I don't know what it is... mass production? Tomatoes bought in the city do not even taste good in season (like now). We now have bigger and tasteless fruits. Why? I want to enjoy eating, I don't care if it's 25% smaller. Now they try to fool us with more colourful pulp or exterior... but taste the same.

I guess it takes more time to grow them if we want them to have taste. Orchards in my grandfather's town are not even irrigated (or much less, because it's dry weather) and they taste amazing.

This only helps hyperpalatable and unhealthy foods to gain strength between young people.

2 comments

> I want to enjoy eating, I don't care if it's 25% smaller.

I'm pretty sure that 99% clients would choose the one which is 25% cheaper.
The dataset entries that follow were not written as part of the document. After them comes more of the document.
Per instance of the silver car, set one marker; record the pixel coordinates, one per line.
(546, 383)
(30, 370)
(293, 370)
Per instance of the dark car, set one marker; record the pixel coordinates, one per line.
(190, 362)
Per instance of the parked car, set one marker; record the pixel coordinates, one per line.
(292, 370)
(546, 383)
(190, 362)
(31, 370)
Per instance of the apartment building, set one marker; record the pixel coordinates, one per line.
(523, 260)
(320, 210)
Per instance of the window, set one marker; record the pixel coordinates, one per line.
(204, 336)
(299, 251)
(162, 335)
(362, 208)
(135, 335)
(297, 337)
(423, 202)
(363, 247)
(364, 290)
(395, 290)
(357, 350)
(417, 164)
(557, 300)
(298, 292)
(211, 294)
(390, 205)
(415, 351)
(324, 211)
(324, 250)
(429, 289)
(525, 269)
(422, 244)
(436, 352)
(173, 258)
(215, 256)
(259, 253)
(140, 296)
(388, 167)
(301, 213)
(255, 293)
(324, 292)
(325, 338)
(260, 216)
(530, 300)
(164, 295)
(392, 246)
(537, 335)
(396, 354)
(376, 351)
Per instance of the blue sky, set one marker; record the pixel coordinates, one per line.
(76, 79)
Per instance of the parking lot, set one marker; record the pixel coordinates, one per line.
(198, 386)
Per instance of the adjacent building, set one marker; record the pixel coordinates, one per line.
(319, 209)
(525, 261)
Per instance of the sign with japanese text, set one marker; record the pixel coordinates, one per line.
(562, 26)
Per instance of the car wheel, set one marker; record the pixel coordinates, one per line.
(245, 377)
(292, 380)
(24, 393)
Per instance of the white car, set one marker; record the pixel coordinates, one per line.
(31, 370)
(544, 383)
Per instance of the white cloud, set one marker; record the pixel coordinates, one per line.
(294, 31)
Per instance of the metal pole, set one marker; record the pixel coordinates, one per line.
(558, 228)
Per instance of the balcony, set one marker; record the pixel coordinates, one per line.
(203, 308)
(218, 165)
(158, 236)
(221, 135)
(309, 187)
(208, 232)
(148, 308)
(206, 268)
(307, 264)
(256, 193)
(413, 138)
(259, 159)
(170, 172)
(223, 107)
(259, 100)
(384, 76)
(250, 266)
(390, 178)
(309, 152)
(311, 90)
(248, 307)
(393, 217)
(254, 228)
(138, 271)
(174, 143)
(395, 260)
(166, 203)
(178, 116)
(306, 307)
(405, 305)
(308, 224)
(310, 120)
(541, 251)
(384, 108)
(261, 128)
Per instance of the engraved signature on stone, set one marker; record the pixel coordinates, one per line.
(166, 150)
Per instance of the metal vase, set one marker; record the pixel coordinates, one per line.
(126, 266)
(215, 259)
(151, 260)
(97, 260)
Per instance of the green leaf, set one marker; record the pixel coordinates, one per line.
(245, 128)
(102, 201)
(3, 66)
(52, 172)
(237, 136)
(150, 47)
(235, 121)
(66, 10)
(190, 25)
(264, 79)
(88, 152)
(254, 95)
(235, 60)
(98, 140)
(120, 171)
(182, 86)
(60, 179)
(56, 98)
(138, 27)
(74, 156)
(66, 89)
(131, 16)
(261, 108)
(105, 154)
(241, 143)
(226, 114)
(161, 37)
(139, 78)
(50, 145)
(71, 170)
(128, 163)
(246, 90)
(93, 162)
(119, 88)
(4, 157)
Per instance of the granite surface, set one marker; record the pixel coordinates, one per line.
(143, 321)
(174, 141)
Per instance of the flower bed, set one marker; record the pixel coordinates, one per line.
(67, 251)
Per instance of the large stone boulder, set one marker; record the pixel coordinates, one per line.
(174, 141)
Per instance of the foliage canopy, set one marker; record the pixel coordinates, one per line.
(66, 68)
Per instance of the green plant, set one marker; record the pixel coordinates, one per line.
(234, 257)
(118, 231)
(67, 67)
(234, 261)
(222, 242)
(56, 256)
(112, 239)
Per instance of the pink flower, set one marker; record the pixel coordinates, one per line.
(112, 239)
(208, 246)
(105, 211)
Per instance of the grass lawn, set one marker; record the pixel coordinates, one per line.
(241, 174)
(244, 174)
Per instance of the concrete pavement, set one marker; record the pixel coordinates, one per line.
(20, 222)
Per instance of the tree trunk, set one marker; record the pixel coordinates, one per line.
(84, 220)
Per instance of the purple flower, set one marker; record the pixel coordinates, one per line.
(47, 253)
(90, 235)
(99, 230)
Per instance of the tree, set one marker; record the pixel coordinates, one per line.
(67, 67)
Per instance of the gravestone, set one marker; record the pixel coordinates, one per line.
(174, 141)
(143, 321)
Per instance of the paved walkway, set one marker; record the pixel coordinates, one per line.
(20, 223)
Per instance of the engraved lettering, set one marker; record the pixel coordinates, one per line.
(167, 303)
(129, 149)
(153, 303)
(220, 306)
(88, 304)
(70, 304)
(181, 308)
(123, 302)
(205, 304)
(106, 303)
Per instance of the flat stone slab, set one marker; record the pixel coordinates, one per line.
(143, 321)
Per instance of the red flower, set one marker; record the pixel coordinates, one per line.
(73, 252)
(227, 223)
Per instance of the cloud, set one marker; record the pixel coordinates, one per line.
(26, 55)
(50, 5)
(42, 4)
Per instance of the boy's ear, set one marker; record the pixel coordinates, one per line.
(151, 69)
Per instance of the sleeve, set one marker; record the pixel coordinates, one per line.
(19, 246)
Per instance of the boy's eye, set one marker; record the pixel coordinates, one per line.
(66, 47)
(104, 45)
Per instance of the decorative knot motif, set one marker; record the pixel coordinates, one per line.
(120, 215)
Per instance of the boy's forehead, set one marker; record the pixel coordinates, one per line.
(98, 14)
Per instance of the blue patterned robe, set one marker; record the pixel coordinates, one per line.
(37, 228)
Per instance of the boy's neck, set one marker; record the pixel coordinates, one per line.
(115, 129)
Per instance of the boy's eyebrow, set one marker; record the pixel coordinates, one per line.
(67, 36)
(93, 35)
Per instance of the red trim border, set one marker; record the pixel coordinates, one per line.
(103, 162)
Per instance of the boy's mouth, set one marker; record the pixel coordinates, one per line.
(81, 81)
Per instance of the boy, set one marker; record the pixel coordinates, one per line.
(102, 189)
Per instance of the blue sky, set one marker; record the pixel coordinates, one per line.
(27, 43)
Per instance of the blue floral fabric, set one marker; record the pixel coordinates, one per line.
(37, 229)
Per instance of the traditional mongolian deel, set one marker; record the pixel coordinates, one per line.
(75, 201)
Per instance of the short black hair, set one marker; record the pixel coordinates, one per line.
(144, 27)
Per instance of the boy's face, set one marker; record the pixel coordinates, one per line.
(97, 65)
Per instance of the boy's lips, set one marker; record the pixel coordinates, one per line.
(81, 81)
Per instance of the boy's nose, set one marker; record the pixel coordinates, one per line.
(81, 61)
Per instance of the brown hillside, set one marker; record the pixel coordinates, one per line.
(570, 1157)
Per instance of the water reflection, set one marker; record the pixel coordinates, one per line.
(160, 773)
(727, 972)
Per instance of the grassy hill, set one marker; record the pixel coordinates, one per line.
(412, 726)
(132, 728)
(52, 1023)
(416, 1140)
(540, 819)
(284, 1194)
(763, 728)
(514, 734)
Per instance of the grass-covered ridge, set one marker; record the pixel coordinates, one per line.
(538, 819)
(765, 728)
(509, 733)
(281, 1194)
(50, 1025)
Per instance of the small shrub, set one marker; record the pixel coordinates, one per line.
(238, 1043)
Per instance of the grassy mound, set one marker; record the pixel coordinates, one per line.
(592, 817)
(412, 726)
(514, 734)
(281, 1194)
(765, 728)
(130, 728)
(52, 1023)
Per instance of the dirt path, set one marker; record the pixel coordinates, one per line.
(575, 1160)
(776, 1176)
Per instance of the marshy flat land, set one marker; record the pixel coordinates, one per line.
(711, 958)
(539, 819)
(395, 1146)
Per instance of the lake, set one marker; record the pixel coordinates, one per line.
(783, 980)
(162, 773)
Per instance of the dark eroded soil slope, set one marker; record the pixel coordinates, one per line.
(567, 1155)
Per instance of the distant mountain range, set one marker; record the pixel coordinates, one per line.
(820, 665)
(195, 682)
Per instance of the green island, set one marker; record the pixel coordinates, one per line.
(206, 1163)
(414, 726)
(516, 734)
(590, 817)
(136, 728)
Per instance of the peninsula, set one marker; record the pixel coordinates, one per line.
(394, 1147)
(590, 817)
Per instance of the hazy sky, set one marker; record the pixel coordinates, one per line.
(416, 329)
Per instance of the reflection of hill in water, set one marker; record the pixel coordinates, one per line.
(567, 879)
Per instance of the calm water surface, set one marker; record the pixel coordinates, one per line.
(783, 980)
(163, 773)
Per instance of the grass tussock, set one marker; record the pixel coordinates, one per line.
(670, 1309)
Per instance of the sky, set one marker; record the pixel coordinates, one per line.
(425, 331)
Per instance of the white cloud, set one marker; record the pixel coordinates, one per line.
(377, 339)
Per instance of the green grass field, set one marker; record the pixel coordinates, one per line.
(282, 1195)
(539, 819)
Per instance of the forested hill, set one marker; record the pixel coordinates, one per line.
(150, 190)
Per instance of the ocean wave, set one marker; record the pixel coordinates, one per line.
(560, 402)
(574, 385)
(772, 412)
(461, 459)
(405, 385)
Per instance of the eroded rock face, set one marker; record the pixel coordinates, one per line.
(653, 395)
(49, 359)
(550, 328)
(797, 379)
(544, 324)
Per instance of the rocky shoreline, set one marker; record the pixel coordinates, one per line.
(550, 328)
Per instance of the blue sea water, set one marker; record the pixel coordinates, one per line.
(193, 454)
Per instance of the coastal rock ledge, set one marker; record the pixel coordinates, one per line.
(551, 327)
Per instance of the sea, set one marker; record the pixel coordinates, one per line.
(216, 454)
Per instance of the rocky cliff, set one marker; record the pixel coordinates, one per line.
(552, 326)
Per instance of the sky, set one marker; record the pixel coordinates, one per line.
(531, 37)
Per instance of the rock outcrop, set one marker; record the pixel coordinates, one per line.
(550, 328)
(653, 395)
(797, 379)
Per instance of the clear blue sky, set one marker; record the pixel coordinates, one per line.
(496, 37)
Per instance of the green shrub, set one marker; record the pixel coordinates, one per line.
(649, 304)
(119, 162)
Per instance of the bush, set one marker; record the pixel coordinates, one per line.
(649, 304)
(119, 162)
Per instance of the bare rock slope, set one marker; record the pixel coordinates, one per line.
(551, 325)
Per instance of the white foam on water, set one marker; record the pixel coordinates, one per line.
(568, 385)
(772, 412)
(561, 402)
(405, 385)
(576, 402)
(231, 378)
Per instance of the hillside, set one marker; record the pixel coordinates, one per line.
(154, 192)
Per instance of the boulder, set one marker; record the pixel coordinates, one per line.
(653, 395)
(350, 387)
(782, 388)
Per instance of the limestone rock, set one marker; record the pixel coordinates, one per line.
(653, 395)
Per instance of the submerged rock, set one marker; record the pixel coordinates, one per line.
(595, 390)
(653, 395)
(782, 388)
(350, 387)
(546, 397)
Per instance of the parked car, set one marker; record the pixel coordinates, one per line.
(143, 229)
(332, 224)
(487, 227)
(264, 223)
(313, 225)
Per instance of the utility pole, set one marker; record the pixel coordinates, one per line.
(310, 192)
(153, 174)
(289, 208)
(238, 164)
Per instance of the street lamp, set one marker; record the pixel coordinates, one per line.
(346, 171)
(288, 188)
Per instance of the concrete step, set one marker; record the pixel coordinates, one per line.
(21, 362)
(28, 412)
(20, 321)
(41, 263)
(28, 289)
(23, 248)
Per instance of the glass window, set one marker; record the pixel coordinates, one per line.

Especially if those products are used in (not only) fast food bars, canteens at schools etc.

> I don't know what it is... mass production?

It is the structural incentives of the modern food retailing industry [1]. Buyers (in aggregate, both corporate and end-buyers) do not care about taste as a primary purchasing decision point. It comes in around 4-6th in importance. Your and my preferences are seen as a rounding error of the market segments. Be really, really wealthy enough to source from your own farms and ranches next to where you live, or have lots of disposable time to raise your own food, or (like many here I suspect) pick your battles and cobble together a solution between a little raise your own, a little CSA, a little pick your own, a little farmer's markets, a little from co-ops, etc., which again, exacts a price of your disposable time, a luxury working poor do not possess.